Según estudios recientes realizados en el Occidente se da de nuevo cierto interés por la vida Religiosa. Las vocaciones ya nunca serán como las de los 50 y los 60. Pero lo que estos estudios revelan es que cuando “los Institutos religiosos tienen una misión como su foco, viven en comunidad, y tienen una vida habitual de oración y de sacramentos” los jóvenes se sienten atraídos. Esta sería la razón, no se nos ocurre otra, por qué un joven no se siente interesado por nuestra vida y nuestra misión. Tenemos, como apuntaba acertadamente Julio Chevalier, la respuesta a los males de nuestro tiempo. No hay nada más atractivo, ni de más vitalidad que nuestra Espiritualidad. Como decíamos, nadie ni nada la supera- “lo abarca todo y es la respuesta a todo”. El Corazón de Cristo es el “centro hacia el que convergen todo el Antiguo y el Nuevo Testamento”- porque él es nuestra inspiración y nuestra fuerza impulsora.

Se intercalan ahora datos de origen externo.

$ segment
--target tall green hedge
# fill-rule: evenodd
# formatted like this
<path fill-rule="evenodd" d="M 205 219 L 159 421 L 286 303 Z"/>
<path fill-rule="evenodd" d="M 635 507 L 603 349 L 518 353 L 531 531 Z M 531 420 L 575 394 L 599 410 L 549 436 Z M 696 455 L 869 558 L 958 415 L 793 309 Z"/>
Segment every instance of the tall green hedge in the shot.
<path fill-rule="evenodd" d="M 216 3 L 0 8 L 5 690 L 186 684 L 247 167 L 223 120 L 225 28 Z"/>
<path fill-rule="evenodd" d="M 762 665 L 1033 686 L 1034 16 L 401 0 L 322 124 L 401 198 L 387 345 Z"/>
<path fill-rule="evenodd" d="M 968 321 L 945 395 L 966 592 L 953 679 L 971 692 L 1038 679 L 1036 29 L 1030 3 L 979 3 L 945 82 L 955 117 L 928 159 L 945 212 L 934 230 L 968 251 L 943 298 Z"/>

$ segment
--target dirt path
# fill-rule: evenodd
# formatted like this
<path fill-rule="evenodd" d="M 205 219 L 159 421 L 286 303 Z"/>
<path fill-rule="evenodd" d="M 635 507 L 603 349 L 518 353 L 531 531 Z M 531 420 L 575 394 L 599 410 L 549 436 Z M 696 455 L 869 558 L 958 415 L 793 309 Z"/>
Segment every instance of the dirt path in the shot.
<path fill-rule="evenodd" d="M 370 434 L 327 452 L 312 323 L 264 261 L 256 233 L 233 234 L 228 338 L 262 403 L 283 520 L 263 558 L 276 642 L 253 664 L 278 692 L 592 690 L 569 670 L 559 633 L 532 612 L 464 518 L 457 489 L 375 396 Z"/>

Entonces, ¿qué es lo que nos impide vivir plenamente estos mandatos? ¿Qué es lo que nos impide invitar a los jóvenes a participar de nuestra misión? ¿Habremos perdido el sentido de misión? ¿Habremos olvidado el anhelo inicial que nos llevó a la vida religiosa? ¿Habremos perdido aquella chispa? ¿Se habrá apagado en nosotros el fuego? ¿Dónde está el sentido de riesgo, de coraje, aquel celo misionero? ¿Nos hemos vuelto más interesados en el mantenimiento (de las obras) que en la misión? ¿Nos hemos rendido, sin más? Porque en los tiempos como los actuales no hay nada más fuerte que el corazón de un voluntario que ha entregado su vida por una misión. En la fiesta de nuestra fundación recemos esta oración:
Señor Jesucristo, danos el coraje de meternos en nuestros propios corazones. para que nos llenemos de tu Espíritu, para librarnos de nuestros miedos, para discernir a fondo qué nos estás pidiendo, para proclamar y hacer realidad tu amor por todo el mundo, para entregar del todo nuestras vidas y arriesgarnos… para ser el Corazón de Dios en la tierra… porque ¡Tú eres nuestra inspiración y nuestra fuerza impulsora! Para acabar, dado que ya nos estamos acercando al final del año, os deseamos a todos, desde aquí, en Roma, unas santas Navidades.
“Cristo nace, que nazca en nuestros corazones; María lo llevó en su seno, que nosotros lo llevemos en nuestros corazones. María quedó fecundada por el Espíritu Santo, que nuestras almas sean fecundadas por la fe en Cristo. Nuestras almas deben alumbrar a Dios en el mundo” (San Agustín). “Para ser el Corazón de Dios en el tierra”. Que tengáis unas Navidades maravillosas con todas las bendiciones para el Nuevo Año, con mucho amor y ánimo de todos nosotros.
En Su corazón: Mark McDonald, msc., Rafael Rodríguez, msc. Franciscus X. Wahudi, msc. Carl Tranter, msc. Chris R McPhee, msc.